Tricholoma saponaceum
Die Schwamme Mitteldeut.: 127. 1858.
Common Name: none
Cap 4-9 cm broad, convex, often with a low umbo, expanding to nearly plane; margin incurved at first, undulate, sometimes raised in age; surface moist, soon dry, smooth, in dry weather cracked, occasionally areolate; color: olive-brown, grey-brown, yellowish-brown, the margin usually paler; flesh white, thick, usually turning pale pink when injured; odor: mild when young, soapy at maturity; taste: soapy.
Gills adnexed to notched, subdistant, broad, white to pallid, sometimes with a faint greenish cast.
Stipe 4.5-8 cm tall, 1.5-2.0 cm thick, solid, equal to ventricose, sometimes tapering to a narrowed, slightly rooted base; surface smooth or finely scaled, pallid to tinged like the cap, bruising slowly yellowish-brown to brown where handled, staining pinkish where injured, particularly at the base; veil absent.

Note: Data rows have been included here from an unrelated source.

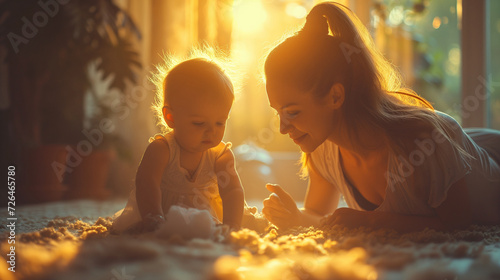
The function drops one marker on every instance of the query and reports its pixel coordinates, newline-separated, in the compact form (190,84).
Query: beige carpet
(70,240)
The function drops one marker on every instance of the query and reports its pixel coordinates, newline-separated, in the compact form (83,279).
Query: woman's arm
(453,213)
(321,199)
(148,178)
(230,190)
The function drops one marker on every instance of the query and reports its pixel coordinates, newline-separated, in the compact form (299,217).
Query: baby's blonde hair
(205,69)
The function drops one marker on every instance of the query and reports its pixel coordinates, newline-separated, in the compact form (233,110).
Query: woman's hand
(346,217)
(280,208)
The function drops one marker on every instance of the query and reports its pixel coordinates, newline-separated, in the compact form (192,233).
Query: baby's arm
(230,190)
(148,180)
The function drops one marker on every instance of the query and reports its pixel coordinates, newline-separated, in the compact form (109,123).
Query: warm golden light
(249,16)
(436,23)
(295,10)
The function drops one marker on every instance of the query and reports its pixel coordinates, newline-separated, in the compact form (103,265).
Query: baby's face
(200,120)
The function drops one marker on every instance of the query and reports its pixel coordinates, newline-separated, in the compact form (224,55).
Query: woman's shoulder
(159,145)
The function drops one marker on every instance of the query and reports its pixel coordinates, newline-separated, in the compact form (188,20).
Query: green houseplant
(50,45)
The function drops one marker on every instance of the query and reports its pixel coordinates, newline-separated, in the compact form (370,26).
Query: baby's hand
(152,223)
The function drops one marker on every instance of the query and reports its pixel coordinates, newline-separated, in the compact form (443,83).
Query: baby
(188,165)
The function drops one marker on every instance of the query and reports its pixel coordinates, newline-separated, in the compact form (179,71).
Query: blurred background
(75,99)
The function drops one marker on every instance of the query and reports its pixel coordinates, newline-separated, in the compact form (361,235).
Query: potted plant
(50,45)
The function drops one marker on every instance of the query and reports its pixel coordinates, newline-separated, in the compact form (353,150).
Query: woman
(397,162)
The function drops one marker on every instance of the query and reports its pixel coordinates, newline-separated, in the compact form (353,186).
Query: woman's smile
(299,139)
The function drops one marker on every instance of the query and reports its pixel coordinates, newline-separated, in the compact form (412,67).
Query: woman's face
(309,121)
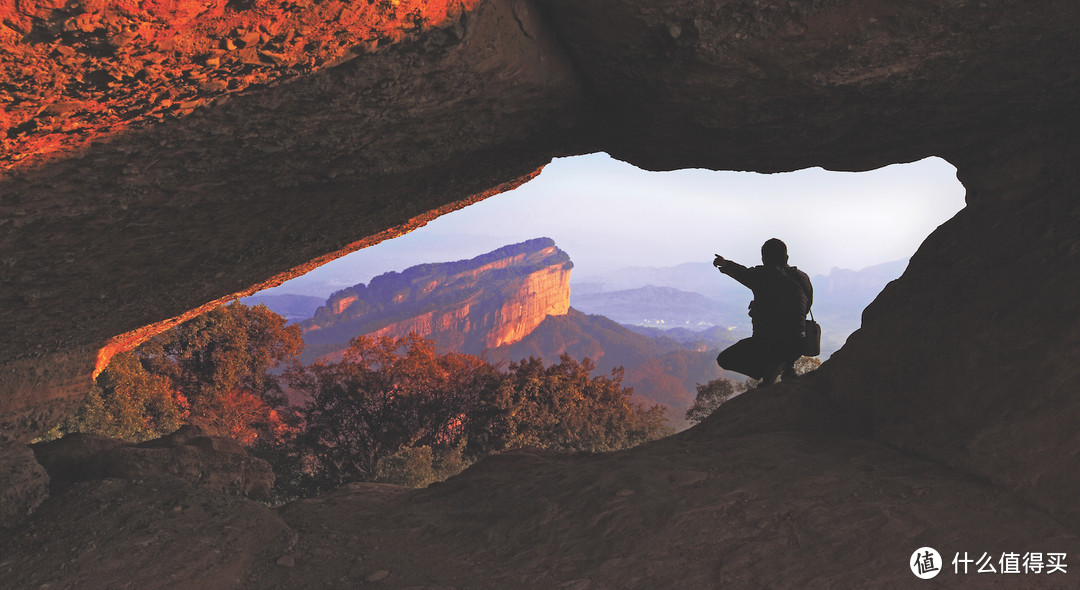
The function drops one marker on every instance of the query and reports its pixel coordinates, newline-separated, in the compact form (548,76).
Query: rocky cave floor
(760,495)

Spores 5-6.5 x 3.5-4.5 µm, elliptical, smooth, nonamyloid; spore print white.
Solitary to gregarious in hardwood/conifer woods; fruiting from after the fall rains to December and January.
Inedible.
Tricholoma saponaceum is one of the chameleons of the mushroom world. Depending on the collection, the cap surface may vary from smooth, cracked to areolate, the color from olive-grey, grey brown to yellowish brown. Typical material is usually colored some shade of olive-grey, the cap smooth. Additional field characters that help distinguish this mushroom include well-spaced, pallid gills, often an enlarged mid-stipe, a soapy somewhat unpleasant odor at maturity, and a pinkish-staining stipe base.
Tricholoma saponaceum probably represents a species complex.